S.B. Kim, H.J. Jeong, K.S. Song

Korea National University of Education (KOREA, REPUBLIC OF)
Programming education requires a high level of cognitive processing related to the steps of problem analysis, comprehension, algorithm design, coding, and debugging. Therefore, coding education at all levels, from elementary students to non-major university students, is considered as an essential to provide future generations with the skills required in the technology-intensive 21st century, especially focusing on Computation Thinking (CT).

Due to the nature of the various problem-solving steps involved in programming, it may be difficult for novice programmers to learn programming. To overcome this, teaching method that reduces the cognitive load for novice programmers and non-major students in computer-related subject is required. One possible approach is to develop a teaching method that supports learners by observing their thinking process while attempting to solve programming task.

Few studies have focused on the thinking process of the learners doing programming. In addition to that, previous studies relied on indirect methods, such as think-aloud method, interviews, and observations, to examine the thinking process. With advancements of big data and data analysis technologies, there is an opportunity to identify the steps related with programming task through periodic analysis of incomplete programs during the programming activities, i.e., prior to the completion of the programming task.

With this rationale, we analyzed the thinking process during a block-based programming task using an eye-tracking technique. This technique allows objective, direct, and immediate recognition of thinking processes according to the learner’s gaze based on the eye–mind hypothesis, which states that the position and duration of the learner’s gaze indicates the learner’s thought process.
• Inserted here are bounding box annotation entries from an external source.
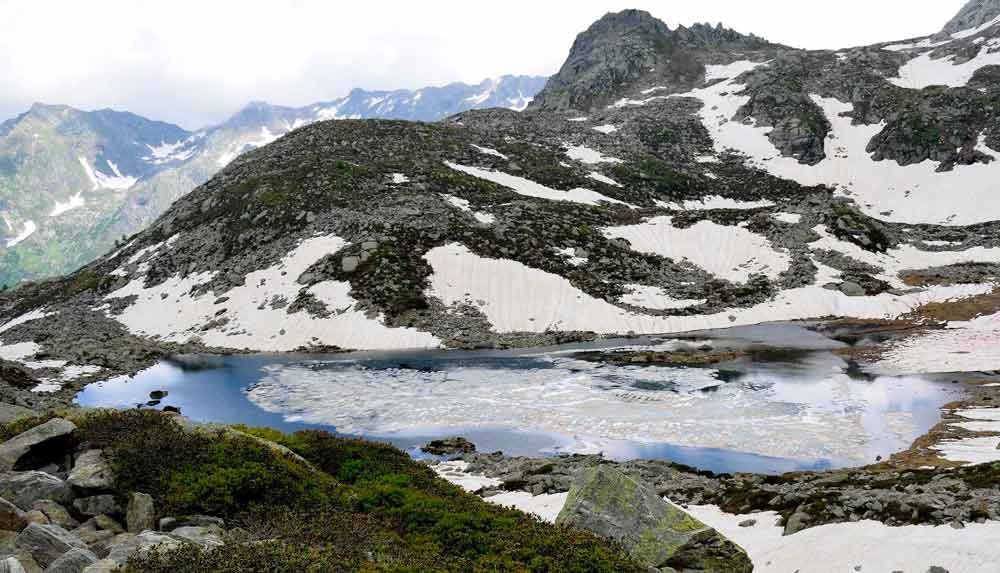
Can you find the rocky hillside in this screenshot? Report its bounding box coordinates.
[0,76,545,286]
[0,2,1000,399]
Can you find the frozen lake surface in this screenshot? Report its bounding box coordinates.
[78,325,960,473]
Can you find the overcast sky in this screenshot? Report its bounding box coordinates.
[0,0,966,129]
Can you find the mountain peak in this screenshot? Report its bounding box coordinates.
[942,0,1000,34]
[531,10,776,111]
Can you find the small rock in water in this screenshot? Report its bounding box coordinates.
[420,438,476,456]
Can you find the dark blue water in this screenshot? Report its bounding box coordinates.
[78,326,955,474]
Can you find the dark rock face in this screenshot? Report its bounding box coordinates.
[0,418,76,471]
[529,10,770,111]
[556,465,753,573]
[941,0,1000,34]
[420,438,476,456]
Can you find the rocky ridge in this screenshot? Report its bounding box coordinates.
[0,2,1000,395]
[0,76,545,286]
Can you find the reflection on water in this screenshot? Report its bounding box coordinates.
[78,327,956,473]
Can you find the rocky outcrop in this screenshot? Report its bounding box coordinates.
[0,418,76,471]
[556,465,753,573]
[529,10,773,112]
[0,408,226,573]
[420,438,476,456]
[941,0,1000,36]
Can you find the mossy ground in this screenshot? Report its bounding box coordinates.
[0,410,643,573]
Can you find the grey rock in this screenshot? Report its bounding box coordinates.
[171,525,225,549]
[45,548,97,573]
[556,465,753,573]
[0,471,73,508]
[0,498,28,531]
[66,450,113,490]
[73,494,122,517]
[0,555,27,573]
[0,418,76,471]
[125,492,156,533]
[108,531,190,565]
[14,523,86,567]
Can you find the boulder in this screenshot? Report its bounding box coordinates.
[0,418,76,471]
[0,404,38,426]
[125,492,156,533]
[556,465,753,573]
[0,497,28,531]
[73,494,122,517]
[0,555,27,573]
[24,509,49,525]
[31,499,80,529]
[66,450,112,490]
[14,523,86,567]
[108,531,188,565]
[83,559,118,573]
[160,515,226,532]
[0,471,73,508]
[45,548,97,573]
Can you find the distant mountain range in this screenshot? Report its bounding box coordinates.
[0,76,546,285]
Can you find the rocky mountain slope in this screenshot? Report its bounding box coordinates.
[0,2,1000,400]
[0,76,545,286]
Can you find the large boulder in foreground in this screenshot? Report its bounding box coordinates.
[556,466,753,573]
[0,418,76,471]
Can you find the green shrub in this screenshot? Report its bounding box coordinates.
[78,410,643,573]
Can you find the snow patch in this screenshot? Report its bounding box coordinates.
[683,80,1000,225]
[106,235,441,351]
[684,505,1000,573]
[656,195,774,211]
[49,191,86,217]
[441,194,496,225]
[472,145,508,161]
[77,156,139,191]
[424,243,993,334]
[705,60,768,82]
[889,49,1000,90]
[604,217,791,283]
[445,163,631,207]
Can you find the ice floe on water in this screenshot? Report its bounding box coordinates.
[656,195,774,211]
[566,145,622,165]
[107,231,440,351]
[878,313,1000,372]
[433,461,1000,573]
[247,353,954,463]
[446,163,631,207]
[684,505,1000,573]
[682,69,1000,225]
[424,243,993,334]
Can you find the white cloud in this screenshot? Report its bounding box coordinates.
[0,0,964,128]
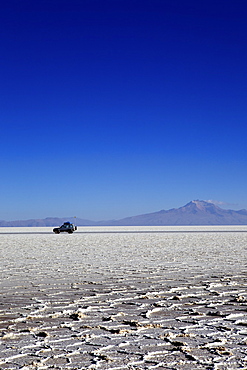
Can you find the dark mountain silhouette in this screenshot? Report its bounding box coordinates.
[103,200,247,226]
[0,200,247,227]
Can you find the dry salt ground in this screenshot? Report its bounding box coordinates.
[0,226,247,370]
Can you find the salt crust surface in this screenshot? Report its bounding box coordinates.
[0,226,247,370]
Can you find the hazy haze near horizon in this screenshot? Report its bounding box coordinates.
[0,0,247,220]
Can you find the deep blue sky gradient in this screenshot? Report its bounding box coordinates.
[0,0,247,220]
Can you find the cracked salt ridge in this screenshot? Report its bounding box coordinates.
[0,227,246,369]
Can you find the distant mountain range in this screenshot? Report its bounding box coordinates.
[0,200,247,227]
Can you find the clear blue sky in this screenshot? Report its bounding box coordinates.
[0,0,247,220]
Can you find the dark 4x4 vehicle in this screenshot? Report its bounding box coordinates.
[53,222,77,234]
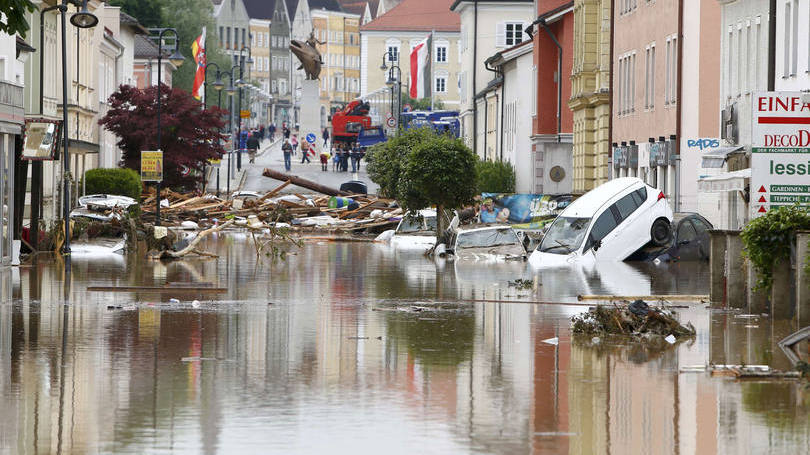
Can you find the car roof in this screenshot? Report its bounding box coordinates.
[560,177,644,218]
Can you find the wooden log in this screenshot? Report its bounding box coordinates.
[262,168,349,196]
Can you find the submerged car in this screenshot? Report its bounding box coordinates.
[627,213,714,262]
[446,225,526,260]
[529,177,672,267]
[391,210,437,251]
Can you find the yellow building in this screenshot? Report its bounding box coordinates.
[360,0,461,116]
[311,9,360,124]
[568,0,611,193]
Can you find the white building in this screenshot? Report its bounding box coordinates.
[450,0,535,159]
[698,0,784,229]
[774,0,810,91]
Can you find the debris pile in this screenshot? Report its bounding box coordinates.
[141,180,403,233]
[571,300,695,344]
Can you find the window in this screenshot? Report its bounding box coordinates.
[584,210,616,251]
[436,76,447,93]
[436,46,447,63]
[495,22,523,47]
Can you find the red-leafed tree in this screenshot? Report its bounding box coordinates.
[98,85,228,189]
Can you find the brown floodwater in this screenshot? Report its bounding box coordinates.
[0,234,810,454]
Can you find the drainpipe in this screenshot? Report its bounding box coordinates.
[470,0,476,156]
[538,20,560,143]
[669,2,683,212]
[608,0,612,179]
[768,0,772,91]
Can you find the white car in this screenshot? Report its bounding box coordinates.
[529,177,672,267]
[391,210,436,251]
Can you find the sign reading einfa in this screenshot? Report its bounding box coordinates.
[751,92,810,218]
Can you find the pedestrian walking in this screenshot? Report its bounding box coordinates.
[247,131,259,163]
[281,139,292,172]
[301,141,310,164]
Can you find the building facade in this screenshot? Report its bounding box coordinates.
[611,0,681,203]
[523,0,574,194]
[568,0,611,193]
[450,0,535,160]
[360,0,461,119]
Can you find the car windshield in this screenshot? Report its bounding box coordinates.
[456,228,520,249]
[397,216,436,234]
[539,216,591,254]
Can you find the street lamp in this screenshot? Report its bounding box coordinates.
[150,28,185,226]
[380,51,402,136]
[31,0,98,256]
[203,62,225,197]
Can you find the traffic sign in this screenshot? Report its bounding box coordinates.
[751,92,810,218]
[141,150,163,182]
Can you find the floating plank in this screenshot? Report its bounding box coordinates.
[87,285,228,294]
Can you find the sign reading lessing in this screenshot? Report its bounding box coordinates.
[751,92,810,218]
[141,150,163,182]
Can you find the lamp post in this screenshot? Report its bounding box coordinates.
[224,65,239,197]
[31,0,98,256]
[236,46,253,170]
[203,62,225,197]
[380,51,402,136]
[149,27,185,226]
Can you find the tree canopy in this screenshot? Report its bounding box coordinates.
[0,0,37,37]
[99,85,226,189]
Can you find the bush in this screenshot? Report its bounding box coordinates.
[84,168,143,201]
[740,205,810,291]
[475,161,515,193]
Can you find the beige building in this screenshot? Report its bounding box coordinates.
[360,0,461,123]
[568,0,611,193]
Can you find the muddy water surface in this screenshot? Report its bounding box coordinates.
[0,235,810,454]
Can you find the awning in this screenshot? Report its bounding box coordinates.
[703,145,745,169]
[698,168,751,193]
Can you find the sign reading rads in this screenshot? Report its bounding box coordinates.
[751,92,810,218]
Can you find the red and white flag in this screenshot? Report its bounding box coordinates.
[409,35,430,100]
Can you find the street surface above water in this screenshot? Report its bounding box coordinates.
[0,237,810,455]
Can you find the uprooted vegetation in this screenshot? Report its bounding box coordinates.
[571,300,695,341]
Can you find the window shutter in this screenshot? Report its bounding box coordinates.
[495,22,506,47]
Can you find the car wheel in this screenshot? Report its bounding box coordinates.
[650,218,672,246]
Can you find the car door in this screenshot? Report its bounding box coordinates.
[674,218,700,261]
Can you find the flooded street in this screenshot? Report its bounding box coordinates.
[0,234,810,454]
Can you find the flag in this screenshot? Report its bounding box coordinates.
[191,27,205,100]
[409,35,430,100]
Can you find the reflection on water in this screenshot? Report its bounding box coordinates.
[0,240,810,454]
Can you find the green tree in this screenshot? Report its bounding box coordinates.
[475,160,515,193]
[0,0,37,37]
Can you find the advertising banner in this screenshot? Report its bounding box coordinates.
[480,193,574,229]
[141,150,163,182]
[751,92,810,218]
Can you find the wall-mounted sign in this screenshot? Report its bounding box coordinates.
[21,118,62,161]
[141,150,163,182]
[751,92,810,218]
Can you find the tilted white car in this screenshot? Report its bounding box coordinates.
[529,177,672,267]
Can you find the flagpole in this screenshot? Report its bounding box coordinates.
[428,30,436,112]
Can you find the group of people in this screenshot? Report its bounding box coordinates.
[280,126,366,172]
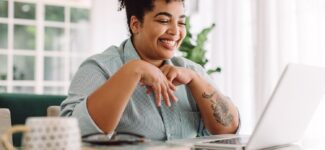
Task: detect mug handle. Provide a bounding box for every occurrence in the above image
[1,125,29,150]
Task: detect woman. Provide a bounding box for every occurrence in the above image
[61,0,239,140]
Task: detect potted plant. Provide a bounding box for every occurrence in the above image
[179,17,221,74]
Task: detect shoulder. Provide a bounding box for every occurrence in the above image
[171,56,202,69]
[80,46,123,74]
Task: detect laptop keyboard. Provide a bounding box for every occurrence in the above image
[207,137,245,144]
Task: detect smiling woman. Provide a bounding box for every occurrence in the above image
[61,0,239,140]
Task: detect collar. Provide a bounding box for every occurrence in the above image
[120,38,173,65]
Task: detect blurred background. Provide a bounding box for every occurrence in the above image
[0,0,325,138]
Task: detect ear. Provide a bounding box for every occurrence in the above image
[130,16,141,34]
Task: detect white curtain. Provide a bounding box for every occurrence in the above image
[208,0,325,136]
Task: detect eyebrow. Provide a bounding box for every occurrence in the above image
[155,12,186,18]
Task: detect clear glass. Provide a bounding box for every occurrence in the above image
[44,57,64,81]
[14,2,36,20]
[14,25,36,50]
[0,0,8,18]
[12,86,34,93]
[0,86,7,93]
[43,86,66,95]
[70,7,90,23]
[13,55,35,80]
[44,27,65,51]
[0,23,8,48]
[0,55,8,80]
[45,5,64,22]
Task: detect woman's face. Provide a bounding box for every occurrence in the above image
[131,0,186,62]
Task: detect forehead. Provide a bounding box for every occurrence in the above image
[148,0,185,15]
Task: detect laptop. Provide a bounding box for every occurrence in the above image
[170,64,325,150]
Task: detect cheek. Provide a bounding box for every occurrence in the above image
[179,29,186,40]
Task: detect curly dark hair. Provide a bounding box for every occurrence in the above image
[118,0,184,37]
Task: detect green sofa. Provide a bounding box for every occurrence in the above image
[0,93,66,146]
For this study, six pre-service teachers who took the ‘CT and problem-solving’ class for 15 weeks were asked to participate. The participants’ eye movements were tracked as they performed the block-based programming tasks at various levels of difficulty and analyzed according to the CT-based problem-solving steps, problem analysis, algorithm design, and automation (coding and debugging) processes. The results demonstrated that the pre-service teachers showed different gaze movements according to each step in the task execution process. Consequently, it was concluded that it is possible to grasp the learner’s programming progress and diagnose the difficulty in the learning process based on learner’s gaze movements. In the future, we intend to perform this experiment with more participants to establish the statistical significance of our results. We anticipate that our findings could be used as base data to diagnose and identify the state and progress of a learner.